Education Company Monitors Social Media For Test References
theodp writes: As if people haven't found enough to hate about the new 11+ hour K-12 PARCC standardized testing, the Washington Post reports that Pearson, the world's largest education company, is monitoring social media during the administration of the PARCC Common Core test to detect any security breaches, saying it is "obligated" to alert authorities when any problems are discovered. The monitoring of social media was revealed in a message that a New Jersey School Superintendent sent to colleagues about a "Priority 1 Alert" initiated by Pearson in response to a student who referenced a PARCC test question in an after-school Tweet. The news was broken in a blog entry by former NJ Star-Ledger reporter Bob Braun, who also posted the Superintendent's message and called the monitoring of social media nothing less than "spying." Pearson has a contract of more than $100 million to administer the PARCC in New Jersey.
I am as anti-spying as the next guy,but monitoring public postings to prevent cheating is not spying. If you re going to lie, cheat or steal, pass your notes in a private location.
Silence is a state of mime.
Yep, someone learned a lesson - there's big bucks in education. Between this and textbook costs, there's something really wrong here.
"Transparent" is a shit show that trades on every stereotype going. A man in drag is NOT a transsexual.
Since when did it start to cost $100 million to administer a test??? The schools are out of freaking control and are gouging the life out of property taxes. It's time we end the fiasco and do 100% online virtual schools or fire the union, pension hoarding teachers and replace them with robots or TV's. In today's day and age, there is no reason why they can't record all the lectures into video format and play them back. As far as tests are concerned, every kid should get a different randomized test in front of a computer with a time limit. It's time we put our foot down and end the waste of tax dollars on old bureaucratic nonsense.

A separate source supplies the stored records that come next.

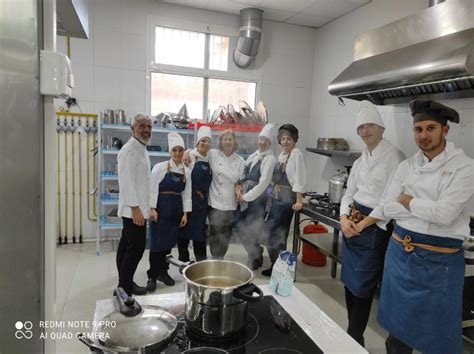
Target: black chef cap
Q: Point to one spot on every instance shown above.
(288, 129)
(432, 110)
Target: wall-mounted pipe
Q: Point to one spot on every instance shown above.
(250, 35)
(73, 177)
(66, 190)
(59, 129)
(80, 177)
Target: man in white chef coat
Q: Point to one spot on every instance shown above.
(421, 297)
(134, 205)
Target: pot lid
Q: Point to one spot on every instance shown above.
(152, 326)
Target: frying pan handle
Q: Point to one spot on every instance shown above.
(176, 262)
(246, 291)
(96, 348)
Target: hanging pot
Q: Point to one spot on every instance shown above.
(139, 329)
(217, 294)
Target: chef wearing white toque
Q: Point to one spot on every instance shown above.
(253, 197)
(171, 193)
(363, 253)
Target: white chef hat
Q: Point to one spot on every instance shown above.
(268, 132)
(174, 139)
(368, 113)
(204, 132)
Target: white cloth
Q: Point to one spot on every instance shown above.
(174, 139)
(368, 113)
(134, 179)
(369, 176)
(440, 189)
(295, 169)
(158, 174)
(226, 172)
(204, 132)
(269, 132)
(266, 172)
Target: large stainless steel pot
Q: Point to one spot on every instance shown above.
(217, 293)
(132, 328)
(332, 144)
(336, 187)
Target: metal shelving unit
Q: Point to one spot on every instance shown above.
(331, 153)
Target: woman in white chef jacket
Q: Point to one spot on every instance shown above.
(201, 175)
(227, 170)
(171, 193)
(363, 253)
(289, 180)
(252, 196)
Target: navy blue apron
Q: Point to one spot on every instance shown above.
(164, 232)
(421, 298)
(281, 211)
(201, 178)
(363, 257)
(256, 208)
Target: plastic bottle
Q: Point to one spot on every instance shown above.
(288, 277)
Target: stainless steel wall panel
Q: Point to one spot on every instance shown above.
(21, 187)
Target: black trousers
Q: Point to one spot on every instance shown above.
(221, 224)
(199, 248)
(158, 264)
(130, 252)
(358, 311)
(396, 346)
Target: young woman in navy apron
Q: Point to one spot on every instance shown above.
(172, 186)
(253, 197)
(201, 175)
(287, 195)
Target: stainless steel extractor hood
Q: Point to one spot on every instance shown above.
(430, 54)
(72, 18)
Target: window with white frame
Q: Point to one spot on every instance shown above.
(193, 67)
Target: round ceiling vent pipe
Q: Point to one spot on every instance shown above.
(435, 2)
(249, 37)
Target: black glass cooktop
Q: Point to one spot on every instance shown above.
(270, 330)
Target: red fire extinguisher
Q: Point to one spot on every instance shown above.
(311, 255)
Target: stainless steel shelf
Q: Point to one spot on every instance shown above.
(154, 129)
(150, 153)
(330, 153)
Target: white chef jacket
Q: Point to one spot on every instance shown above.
(195, 157)
(369, 176)
(158, 174)
(295, 169)
(226, 172)
(266, 172)
(134, 179)
(440, 190)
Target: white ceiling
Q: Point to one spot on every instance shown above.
(312, 13)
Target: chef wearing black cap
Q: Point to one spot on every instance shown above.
(289, 180)
(421, 297)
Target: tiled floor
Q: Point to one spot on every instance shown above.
(83, 277)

It also appears that the question was posted after the test was taken. In this case there is no security issue because the exam has already been administered. If they are not giving the same exam at the same time everywhere - or at least with enough of an overlap that nobody leaves before the exam starts anywhere else - then the problem is their own broken security model. It's not academic cheating if someone who has completed the exam discusses the questions in public and since they are minors they can't even sign a contract to enforce legal penalties.

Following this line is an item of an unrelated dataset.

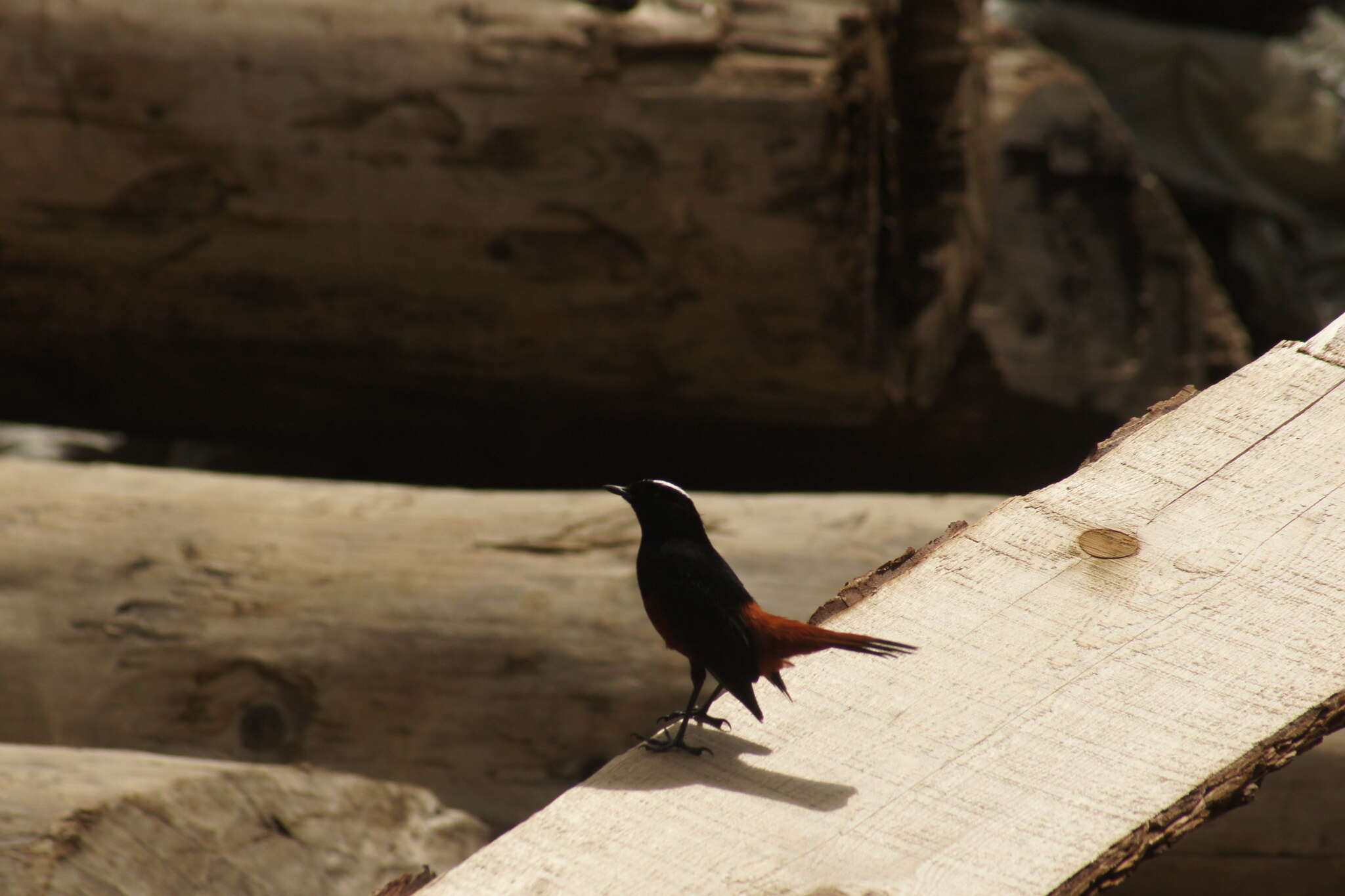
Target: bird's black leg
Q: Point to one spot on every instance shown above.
(701, 715)
(680, 740)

It's been a long time since I've taken a standardized test, but I don't remember ever signing a licence indicating my willingness not to divulge the contents. Given the quasi-mandatory nature of PARCC I can't imagine such a EULA having any real weight, if it exists.

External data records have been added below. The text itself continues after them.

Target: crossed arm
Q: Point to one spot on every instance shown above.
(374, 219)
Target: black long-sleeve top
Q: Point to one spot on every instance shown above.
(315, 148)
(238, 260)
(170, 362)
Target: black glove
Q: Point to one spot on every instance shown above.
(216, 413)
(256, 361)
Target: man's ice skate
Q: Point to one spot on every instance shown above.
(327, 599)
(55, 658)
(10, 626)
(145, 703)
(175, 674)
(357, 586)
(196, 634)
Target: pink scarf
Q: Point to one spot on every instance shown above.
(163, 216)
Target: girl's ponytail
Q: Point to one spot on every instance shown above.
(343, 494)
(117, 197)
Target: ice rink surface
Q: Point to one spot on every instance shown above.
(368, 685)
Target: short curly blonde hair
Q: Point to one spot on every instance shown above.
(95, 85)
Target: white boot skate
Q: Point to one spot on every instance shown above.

Barring any mutual agreement via a license or other contract, we still have some amount of freedom of expression in the USA, and discussion of a fact, such as the contents of an exam, would fall within that right. Even verbatim copying of some of the questions would fall within the realm of fair use. One might argue that copying the entire exam is fair use, but that's probably not defined in the courts as it is for telephone books and recipes, so I won't make that argument (I will mention it for consideration, however).